Paper ini disusun untuk memenuhi tugas mata kuliah Sistem Subak
ANGGOTA KELOMPOK 1 :
i
1.1 Pengertian Subak
Subak adalah sebuah organisasi yang dimiliki oleh masyarakat petani di Bali yang
khusus mengatur tentang manajemen atau sistem pengairan/irigasi sawah secara
tradisional, keberadaan Subak merupakan manifestasi dari filosofi/konsep Tri Hita
Karana. Tri Hita Karana berasal dari kata "Tri" yang artinya tiga, "Hita" yang berarti
kebahagiaan/kesejahteraan dan "Karana" yang artinya penyebab. Maka dapat
disimpulkan bahwa Tri Hita Karana berarti “Tiga penyebab terciptanya kebahagiaan
dan kesejahteraan”. Subak merupakan organisasi kemasyarakatan yang khusus
mengatur sistem pengairan sawah yang digunakan dalam cocok
tanam padi di Bali, Indonesia. Subak ini biasanya memiliki pura yang dinamakan Pura
Uluncarik, atau Pura Bedugul, yang khusus dibangun oleh para pemilik lahan dan petani
yang diperuntukkan bagi dewi kemakmuran dan kesuburan dewi Sri. Sistem pengairan
ini diatur oleh seorang pemuka adat yang juga adalah seorang petani di Bali.

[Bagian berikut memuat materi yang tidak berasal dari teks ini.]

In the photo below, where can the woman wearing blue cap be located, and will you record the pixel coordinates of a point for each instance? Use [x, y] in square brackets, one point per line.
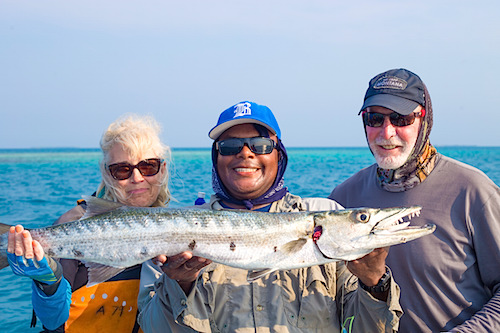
[249, 161]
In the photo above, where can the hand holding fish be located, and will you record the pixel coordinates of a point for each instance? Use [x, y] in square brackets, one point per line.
[370, 269]
[27, 258]
[183, 267]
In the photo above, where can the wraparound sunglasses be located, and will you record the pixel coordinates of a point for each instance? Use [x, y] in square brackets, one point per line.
[259, 145]
[375, 119]
[149, 167]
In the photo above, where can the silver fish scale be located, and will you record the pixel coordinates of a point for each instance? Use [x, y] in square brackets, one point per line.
[127, 236]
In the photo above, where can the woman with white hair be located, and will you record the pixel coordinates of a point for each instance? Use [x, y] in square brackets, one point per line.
[134, 173]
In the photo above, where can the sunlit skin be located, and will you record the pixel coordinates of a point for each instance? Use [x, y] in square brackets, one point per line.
[139, 191]
[391, 145]
[247, 175]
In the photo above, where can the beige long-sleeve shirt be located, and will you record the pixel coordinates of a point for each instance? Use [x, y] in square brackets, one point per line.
[314, 299]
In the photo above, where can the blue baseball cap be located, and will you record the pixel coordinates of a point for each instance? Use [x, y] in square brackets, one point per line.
[245, 113]
[397, 89]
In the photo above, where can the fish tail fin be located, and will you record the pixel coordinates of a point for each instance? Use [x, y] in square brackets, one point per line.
[4, 229]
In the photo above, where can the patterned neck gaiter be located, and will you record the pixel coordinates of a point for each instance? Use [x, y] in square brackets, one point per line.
[420, 163]
[274, 193]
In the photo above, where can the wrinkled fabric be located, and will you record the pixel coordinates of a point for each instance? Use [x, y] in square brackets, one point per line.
[450, 280]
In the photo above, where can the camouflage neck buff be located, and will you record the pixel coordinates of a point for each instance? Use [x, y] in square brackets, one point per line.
[420, 162]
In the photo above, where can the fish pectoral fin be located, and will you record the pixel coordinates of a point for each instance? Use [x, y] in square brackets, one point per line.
[96, 206]
[255, 275]
[98, 273]
[294, 246]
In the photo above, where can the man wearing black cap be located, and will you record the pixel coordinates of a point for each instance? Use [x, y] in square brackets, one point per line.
[450, 280]
[249, 161]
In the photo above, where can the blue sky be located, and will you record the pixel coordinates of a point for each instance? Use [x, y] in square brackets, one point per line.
[69, 68]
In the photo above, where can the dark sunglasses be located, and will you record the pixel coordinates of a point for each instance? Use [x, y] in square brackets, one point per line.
[375, 119]
[149, 167]
[259, 145]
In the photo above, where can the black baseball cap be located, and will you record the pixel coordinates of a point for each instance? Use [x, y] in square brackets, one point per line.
[397, 89]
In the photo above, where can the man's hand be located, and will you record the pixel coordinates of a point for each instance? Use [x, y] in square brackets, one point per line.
[370, 268]
[183, 267]
[27, 258]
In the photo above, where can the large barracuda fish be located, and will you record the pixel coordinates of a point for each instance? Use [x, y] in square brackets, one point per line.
[111, 237]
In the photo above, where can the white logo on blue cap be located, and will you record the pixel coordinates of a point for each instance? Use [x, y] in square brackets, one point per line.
[242, 109]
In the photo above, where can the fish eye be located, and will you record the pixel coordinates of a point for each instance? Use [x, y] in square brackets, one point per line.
[362, 217]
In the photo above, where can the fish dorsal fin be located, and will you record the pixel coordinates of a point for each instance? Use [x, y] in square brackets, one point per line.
[98, 273]
[255, 275]
[96, 206]
[294, 246]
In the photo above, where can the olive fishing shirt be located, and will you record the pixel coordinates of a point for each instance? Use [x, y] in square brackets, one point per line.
[450, 280]
[314, 299]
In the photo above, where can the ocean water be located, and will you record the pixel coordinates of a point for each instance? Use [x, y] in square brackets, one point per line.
[39, 185]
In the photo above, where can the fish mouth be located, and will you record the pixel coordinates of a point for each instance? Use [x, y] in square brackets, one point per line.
[391, 220]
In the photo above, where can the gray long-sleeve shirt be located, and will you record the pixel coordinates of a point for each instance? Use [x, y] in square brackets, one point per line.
[450, 279]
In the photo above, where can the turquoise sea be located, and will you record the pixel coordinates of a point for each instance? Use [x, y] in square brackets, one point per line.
[38, 185]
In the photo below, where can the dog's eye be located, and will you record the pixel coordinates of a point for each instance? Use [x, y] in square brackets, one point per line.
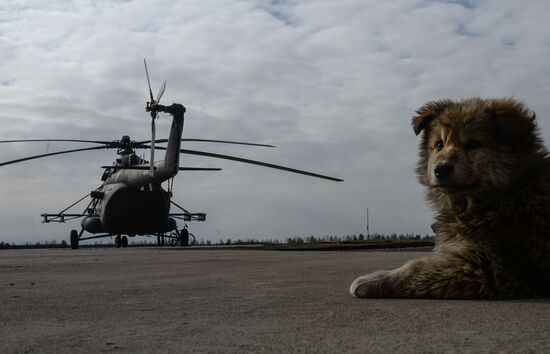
[472, 144]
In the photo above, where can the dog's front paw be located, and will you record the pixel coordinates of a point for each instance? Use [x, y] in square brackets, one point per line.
[374, 285]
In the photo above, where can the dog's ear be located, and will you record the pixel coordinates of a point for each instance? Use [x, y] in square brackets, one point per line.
[427, 113]
[513, 122]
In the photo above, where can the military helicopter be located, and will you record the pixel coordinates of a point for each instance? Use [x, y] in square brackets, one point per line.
[131, 200]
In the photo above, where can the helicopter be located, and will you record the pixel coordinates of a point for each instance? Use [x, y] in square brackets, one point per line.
[131, 200]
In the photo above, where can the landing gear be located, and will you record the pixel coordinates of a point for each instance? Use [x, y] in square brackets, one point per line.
[184, 237]
[160, 240]
[74, 239]
[121, 241]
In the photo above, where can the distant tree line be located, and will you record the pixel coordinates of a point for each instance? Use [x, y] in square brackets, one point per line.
[297, 240]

Subak telah dipelajari oleh Clifford Geertz, sedangkan J. Stephen Lansing telah
menarik perhatian umum tentang pentingnya sistem irigasi tradisional. Ia mempelajari
pura-pura di Bali, terutama yang diperuntukkan bagi pertanian, yang biasa dilupakan
oleh orang asing. Pada tahun 1987 Lansing bekerja sama dengan petani-petani Bali
untuk mengembangkan model komputersistem irigasi Subak. Dengan itu ia
membuktikan keefektifan Subak serta pentingnya sistem ini.Pada
tahun 2012 ini UNESCO, mengakui Subak (Bali Cultur Landscape), sebagai Situs
Warisan Dunia, pada sidang pertama yang berlangsung di Saint Petersburg, Rusia.
1
Dalam Gatra Parhyangan dicerminkan dengan pola pikir pengelolaan air irigasi
yang dilakukan dengan landasan harmoni dan kebersamaan. Karena air dianggap sangat
bernilai dan dihormati serta dianggap sebagai karunia dan ciptaan Tuhan Yang Maha
Esa. Oleh karena itu, subak menyelenggarakan upacar khusus untuk air, yang disebut
dengan upacara mendak toyo(menjemput air) (Wayan Windia, 2006). Subak tak bisa
dilepaskan dari masalah air (irigasi). Agama Hindu yang sangat menghormati air.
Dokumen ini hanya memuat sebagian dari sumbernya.